The court below in determining the nature of the Respondent’s claim also considered paragraphs 5, 6, 7, 8 and 12 of the Statement of Claim, the general purport of which it condensed into the following words:
‘This cause of action arose because the appellants were said to have gone ahead and violated an earlier court order in Suit No. KWS/215/88 in which an interim order was made restraining the appellants from selling the properties of the respondent.’

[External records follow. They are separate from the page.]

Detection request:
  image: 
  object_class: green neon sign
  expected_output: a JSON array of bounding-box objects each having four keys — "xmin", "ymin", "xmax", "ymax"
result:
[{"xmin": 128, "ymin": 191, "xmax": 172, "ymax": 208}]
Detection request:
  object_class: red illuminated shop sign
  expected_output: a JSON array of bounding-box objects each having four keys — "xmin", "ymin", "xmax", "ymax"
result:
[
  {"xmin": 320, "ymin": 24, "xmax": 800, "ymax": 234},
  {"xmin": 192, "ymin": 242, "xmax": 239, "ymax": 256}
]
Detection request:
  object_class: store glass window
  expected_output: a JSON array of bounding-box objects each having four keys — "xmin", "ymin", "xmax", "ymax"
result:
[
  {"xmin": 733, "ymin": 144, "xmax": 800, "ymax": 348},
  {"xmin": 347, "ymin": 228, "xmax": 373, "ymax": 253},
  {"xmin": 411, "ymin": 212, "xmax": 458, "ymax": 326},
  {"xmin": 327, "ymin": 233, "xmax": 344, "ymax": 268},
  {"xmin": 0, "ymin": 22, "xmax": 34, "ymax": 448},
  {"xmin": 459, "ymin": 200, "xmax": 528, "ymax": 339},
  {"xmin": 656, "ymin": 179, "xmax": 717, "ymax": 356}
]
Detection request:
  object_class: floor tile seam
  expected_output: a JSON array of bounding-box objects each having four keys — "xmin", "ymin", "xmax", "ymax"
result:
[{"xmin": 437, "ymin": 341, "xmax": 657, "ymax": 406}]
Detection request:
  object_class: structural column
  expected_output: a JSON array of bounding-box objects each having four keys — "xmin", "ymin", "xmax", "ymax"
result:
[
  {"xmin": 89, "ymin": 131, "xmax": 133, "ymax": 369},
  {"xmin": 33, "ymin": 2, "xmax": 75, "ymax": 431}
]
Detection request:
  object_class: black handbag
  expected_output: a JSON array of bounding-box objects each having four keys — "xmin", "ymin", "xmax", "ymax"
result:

Apart from the averments alluded to above, the paragraphs dealing with introduction of parties and paragraphs 5, 6, 7, 8, 12 and 19 of the Statement of Claim and all the other paragraphs clearly enumerate by description and particulars the vehicles, machineries, and/or plants illegally disposed of by the Appellants. In this regard, the submission of the Appellants that ‘the Learned Justices of the court below in considering this matter limited and restricted themselves to the reliefs in the Statement of Claim and thus misunderstood the objection’ is insupportable. We were also further urged to discountenance the Appellant’s submission that in determining the nature of the Respondent’s claim in the Suit KWS/215/88 (page 11 in Appellant’s Brief) the Court should not have had recourse to the statement of claim alone. This, I will decline to do because to do so would be a clear affront to the principle that a cause of action is determined by reference to the plaintiff’s Statement of Claim. The Appellants’ contention that the statement of claim in Suit No. KWS/215/88 is clearly the same statement of claim as in Suit No. KWS/270/89 by reliance on the case of Shell B.P. Ltd. & Ors. v. Onasanya (supra), is in my view, not correct.
The Appellants’ final submission that we should disregard the Respondent’s claim in relation to conversion which they contend is ancillary to the main claim of receivership is, in my view, untenable. This is more so in that as decided in the case of Shell B.P. Ltd. & Ors. v. Onasanya (supra), it is necessary as the respondent has done in the instant case, that his claim discloses a cause of action. This is the moreso that the claim in receivership as set out in the Appellants’ Brief is a figment of their imagination vis -a -vis what is borne out in the Respondent’s Statement of Claim. It is for this reason, that I entirely agree with the court below when it held
‘There is nothing in the Respondent’s claim as presently constituted to show that the matter in dispute has to do with receivership; it is the appellants who by their statement of defence brought in the question of receivership.’
My answer to the issue canvassed herein (Issue II), is also accordingly rendered in the negative.
Both issues having been resolved against the Appellants, this appeal fails and it is accordingly dismissed with N10,000.00 costs awarded against them (Appellants) jointly and severally.